Entertainment Value: A pre-code melodrama about a doomed love triangle, Other Men’s Women has some terrific character development, a great cast, and some stunning visual design elements. The movie has some fantastic set pieces that revolve around trains, with the crown jewel being Jack’s desperate dash through the train yard, complete with heavy, atmospheric rain. That sequence is a sight to behold and adds a nice punch to the finale, but it also puts an exclamation mark on the film’s bleak mood, so it feels organic to the experience. While the movie focuses more on the Bill, Jack, and Lily aspect, I think one of the film’s best threads is between Bill and Marie, played by Joan Blondell. Her performance is excellent and she is able to convey immense depth and emotion, even with such limited screen time. She also turns in one of the most believable, memorable drunk scenes ever. The overall narrative is interesting and keeps you reeled in, but it does lean hard on the melodrama at times, especially toward the conclusion in regard to Jack’s presence. I can see why some would find that element a little forced, but I think it works well enough. A melodrama is bound to get melodramatic, after all and I don’t think it is ever pushed too hard.

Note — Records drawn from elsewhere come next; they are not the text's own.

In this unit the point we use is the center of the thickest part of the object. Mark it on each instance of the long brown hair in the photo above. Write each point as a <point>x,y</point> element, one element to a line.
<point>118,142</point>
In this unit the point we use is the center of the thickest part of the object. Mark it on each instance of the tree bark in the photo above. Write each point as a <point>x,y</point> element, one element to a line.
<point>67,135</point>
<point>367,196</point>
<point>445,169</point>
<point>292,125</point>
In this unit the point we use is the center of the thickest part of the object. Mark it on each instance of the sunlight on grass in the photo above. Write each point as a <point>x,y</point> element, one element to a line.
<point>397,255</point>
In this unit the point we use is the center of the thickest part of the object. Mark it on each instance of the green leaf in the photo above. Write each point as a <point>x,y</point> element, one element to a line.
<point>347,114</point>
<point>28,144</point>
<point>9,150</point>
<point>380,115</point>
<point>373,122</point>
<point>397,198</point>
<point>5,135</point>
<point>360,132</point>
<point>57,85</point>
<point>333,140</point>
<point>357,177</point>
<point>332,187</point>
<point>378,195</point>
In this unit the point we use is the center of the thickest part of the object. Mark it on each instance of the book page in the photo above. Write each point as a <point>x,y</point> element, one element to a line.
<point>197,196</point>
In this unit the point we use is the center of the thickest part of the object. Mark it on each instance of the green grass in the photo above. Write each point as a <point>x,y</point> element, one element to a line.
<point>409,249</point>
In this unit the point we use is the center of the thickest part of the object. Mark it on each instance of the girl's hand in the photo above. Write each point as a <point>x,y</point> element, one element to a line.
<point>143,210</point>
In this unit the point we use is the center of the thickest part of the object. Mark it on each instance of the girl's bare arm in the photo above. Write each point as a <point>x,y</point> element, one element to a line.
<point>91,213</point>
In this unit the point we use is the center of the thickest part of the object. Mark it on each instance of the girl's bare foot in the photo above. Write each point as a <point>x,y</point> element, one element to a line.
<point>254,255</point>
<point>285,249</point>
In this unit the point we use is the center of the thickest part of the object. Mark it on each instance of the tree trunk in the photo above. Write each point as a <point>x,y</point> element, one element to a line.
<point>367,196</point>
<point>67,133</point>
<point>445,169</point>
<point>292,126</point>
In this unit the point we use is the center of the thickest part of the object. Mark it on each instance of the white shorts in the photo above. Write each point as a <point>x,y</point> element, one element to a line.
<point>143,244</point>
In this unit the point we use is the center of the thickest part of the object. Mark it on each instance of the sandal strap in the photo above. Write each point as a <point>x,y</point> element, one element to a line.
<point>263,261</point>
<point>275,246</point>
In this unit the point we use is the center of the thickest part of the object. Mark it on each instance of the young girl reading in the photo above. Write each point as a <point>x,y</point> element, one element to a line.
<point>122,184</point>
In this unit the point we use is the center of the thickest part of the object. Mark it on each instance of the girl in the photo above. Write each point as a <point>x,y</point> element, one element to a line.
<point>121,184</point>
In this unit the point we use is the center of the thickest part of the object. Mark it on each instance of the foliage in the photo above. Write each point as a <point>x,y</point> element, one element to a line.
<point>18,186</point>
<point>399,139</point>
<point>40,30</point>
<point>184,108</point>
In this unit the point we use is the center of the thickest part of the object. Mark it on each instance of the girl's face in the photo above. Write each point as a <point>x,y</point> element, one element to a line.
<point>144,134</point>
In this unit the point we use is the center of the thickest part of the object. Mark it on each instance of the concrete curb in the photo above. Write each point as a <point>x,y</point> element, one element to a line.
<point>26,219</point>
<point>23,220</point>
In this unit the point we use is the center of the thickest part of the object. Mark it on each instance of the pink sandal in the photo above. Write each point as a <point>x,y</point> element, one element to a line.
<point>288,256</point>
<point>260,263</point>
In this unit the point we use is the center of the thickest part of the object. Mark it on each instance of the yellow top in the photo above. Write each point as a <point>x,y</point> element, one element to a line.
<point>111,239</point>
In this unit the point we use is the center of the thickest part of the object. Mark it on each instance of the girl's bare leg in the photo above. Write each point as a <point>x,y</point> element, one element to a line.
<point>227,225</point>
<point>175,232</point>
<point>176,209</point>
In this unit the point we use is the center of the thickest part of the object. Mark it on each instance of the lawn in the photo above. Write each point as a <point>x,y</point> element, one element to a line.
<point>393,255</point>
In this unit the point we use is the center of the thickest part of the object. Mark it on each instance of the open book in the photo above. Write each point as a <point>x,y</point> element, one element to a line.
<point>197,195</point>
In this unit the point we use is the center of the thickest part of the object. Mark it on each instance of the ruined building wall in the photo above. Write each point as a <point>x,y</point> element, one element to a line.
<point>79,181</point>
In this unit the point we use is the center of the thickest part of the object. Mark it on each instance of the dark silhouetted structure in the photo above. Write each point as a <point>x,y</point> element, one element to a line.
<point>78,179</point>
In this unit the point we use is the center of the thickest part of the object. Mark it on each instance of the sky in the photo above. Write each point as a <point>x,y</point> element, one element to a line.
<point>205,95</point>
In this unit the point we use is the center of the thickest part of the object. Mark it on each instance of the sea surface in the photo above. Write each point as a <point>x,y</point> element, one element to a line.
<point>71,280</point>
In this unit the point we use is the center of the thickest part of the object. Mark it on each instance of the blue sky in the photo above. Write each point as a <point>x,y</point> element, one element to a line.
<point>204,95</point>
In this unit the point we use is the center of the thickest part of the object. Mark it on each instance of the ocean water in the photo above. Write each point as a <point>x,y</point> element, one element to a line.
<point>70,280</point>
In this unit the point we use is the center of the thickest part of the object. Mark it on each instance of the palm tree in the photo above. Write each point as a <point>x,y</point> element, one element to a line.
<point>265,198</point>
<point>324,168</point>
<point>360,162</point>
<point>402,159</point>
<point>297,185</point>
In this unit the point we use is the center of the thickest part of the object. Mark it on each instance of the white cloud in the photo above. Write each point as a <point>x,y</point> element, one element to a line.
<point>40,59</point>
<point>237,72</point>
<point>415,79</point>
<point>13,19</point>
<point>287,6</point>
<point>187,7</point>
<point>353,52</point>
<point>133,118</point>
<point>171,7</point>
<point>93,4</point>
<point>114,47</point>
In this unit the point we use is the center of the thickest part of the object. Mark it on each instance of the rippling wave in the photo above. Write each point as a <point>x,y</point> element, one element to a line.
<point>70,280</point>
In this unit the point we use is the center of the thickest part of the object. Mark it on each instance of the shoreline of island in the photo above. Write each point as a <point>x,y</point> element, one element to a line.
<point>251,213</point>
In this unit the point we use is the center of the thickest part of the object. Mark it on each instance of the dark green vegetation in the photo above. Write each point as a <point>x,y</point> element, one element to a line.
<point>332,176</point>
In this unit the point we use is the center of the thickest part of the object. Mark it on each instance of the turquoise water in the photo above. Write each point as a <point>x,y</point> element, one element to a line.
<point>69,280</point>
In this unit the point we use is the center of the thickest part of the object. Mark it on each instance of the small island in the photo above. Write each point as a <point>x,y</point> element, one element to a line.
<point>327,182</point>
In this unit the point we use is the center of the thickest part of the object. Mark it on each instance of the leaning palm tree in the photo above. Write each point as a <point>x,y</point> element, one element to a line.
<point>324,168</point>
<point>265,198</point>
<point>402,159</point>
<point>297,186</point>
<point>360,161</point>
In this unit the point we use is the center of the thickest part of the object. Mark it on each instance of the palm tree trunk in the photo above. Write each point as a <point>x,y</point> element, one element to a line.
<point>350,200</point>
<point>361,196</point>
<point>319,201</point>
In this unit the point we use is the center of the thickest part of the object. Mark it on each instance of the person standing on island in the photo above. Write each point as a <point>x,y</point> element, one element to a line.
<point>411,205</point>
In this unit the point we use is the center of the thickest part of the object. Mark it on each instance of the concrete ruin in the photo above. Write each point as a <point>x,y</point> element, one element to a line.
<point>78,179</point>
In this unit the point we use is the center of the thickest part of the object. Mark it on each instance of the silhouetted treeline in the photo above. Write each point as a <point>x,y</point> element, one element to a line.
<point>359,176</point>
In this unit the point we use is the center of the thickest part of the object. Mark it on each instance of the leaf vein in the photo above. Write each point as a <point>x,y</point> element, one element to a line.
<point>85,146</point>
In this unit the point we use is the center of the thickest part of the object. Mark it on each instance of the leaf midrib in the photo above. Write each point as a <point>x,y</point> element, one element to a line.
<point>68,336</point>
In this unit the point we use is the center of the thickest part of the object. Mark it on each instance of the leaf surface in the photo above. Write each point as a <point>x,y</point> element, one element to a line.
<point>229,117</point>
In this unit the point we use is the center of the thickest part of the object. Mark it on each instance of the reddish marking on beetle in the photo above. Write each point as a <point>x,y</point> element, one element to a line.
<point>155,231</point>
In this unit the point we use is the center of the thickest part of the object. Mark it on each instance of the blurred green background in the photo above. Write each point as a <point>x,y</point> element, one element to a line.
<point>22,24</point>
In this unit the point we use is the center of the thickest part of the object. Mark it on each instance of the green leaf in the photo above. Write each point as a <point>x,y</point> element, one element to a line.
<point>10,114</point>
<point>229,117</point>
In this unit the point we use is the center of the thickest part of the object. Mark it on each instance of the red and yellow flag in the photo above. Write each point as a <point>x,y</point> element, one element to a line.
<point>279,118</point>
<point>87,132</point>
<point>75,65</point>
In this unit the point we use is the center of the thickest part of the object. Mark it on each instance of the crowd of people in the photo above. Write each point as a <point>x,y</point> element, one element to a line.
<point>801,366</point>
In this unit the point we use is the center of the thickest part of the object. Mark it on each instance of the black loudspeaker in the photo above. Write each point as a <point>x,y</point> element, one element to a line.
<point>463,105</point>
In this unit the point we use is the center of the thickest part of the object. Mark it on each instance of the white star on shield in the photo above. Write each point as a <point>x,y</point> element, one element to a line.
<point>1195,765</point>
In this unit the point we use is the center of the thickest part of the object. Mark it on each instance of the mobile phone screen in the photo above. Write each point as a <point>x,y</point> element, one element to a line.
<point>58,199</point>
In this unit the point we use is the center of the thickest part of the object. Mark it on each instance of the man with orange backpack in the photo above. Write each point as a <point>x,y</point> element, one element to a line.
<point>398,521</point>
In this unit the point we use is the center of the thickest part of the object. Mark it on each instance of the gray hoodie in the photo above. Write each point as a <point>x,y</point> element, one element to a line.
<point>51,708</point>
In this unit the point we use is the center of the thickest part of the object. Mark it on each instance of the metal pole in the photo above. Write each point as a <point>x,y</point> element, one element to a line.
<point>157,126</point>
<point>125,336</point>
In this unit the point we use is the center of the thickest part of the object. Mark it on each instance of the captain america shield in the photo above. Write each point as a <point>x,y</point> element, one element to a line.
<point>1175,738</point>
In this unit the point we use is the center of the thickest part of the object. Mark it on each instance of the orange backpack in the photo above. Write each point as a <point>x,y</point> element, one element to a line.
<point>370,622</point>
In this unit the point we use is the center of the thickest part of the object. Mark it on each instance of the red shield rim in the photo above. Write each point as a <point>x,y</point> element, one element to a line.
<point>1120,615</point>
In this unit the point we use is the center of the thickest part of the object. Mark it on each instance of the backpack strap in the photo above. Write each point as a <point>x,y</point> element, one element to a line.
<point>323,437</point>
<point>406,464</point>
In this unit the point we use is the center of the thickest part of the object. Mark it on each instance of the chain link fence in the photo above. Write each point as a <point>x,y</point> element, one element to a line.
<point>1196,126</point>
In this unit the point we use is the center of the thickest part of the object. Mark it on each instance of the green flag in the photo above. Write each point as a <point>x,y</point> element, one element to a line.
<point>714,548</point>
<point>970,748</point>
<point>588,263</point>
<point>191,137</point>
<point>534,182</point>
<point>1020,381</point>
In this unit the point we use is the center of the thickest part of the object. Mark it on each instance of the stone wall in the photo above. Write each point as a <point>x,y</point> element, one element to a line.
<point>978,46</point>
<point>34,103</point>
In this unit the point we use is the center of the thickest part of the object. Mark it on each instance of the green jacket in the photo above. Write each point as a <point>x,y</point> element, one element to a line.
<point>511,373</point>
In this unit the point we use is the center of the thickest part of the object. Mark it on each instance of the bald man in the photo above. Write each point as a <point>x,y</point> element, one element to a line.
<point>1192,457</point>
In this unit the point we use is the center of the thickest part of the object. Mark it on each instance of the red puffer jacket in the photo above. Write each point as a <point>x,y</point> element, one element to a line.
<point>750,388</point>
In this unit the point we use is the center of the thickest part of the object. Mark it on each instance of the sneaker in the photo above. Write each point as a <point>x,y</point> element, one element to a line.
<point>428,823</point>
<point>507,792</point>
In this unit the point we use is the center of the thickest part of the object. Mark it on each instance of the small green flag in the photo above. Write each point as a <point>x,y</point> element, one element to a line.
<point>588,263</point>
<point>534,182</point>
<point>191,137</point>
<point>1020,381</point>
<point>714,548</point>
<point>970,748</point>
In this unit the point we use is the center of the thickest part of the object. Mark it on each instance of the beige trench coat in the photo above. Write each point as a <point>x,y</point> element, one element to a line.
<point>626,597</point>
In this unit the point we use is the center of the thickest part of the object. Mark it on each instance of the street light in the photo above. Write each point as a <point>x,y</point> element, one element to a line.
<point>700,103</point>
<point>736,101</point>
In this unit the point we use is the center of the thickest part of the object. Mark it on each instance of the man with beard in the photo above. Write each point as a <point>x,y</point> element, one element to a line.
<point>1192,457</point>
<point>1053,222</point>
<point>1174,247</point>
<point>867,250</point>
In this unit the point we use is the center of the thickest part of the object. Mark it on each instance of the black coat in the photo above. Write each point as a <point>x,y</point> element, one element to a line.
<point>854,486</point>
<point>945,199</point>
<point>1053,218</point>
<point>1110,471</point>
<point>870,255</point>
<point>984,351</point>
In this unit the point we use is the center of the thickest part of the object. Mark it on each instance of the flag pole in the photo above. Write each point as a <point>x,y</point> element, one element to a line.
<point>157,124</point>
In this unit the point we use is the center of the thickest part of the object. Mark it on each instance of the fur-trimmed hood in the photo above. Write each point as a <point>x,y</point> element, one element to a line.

The cast of Other Men’s Women is rock solid, though I do think the supporting cast steals the show from the leads. Grant Withers has the central role and is likable, despite his roguish ways and he shows ample charm and presence here. He is best suited for the lighter moments however, as his charm and humor seem to be his strength, while he struggles in a bit in more dramatic waters. But most of his performance is geared around his comic skills, so it all works out. Mary Astor has incredible presence as always, but isn’t given much to do in this one. She does well with what little she is given, but she winds up outshone by her costars. Regis Toomey rounds out the love triangle and he turns in a solid, melodramatic performance. While those three are more than capable, it is Joan Blondell and James Cagney who wind up being the most memorable. Blondell is simply magical here and while she has only a couple of scenes, she really shines and steals the show. Other Men’s Women might be a little too melodramatic and forced for some, but I had a great time with the movie and for fans of pre-code cinema or classic movies in general, it is highly recommended.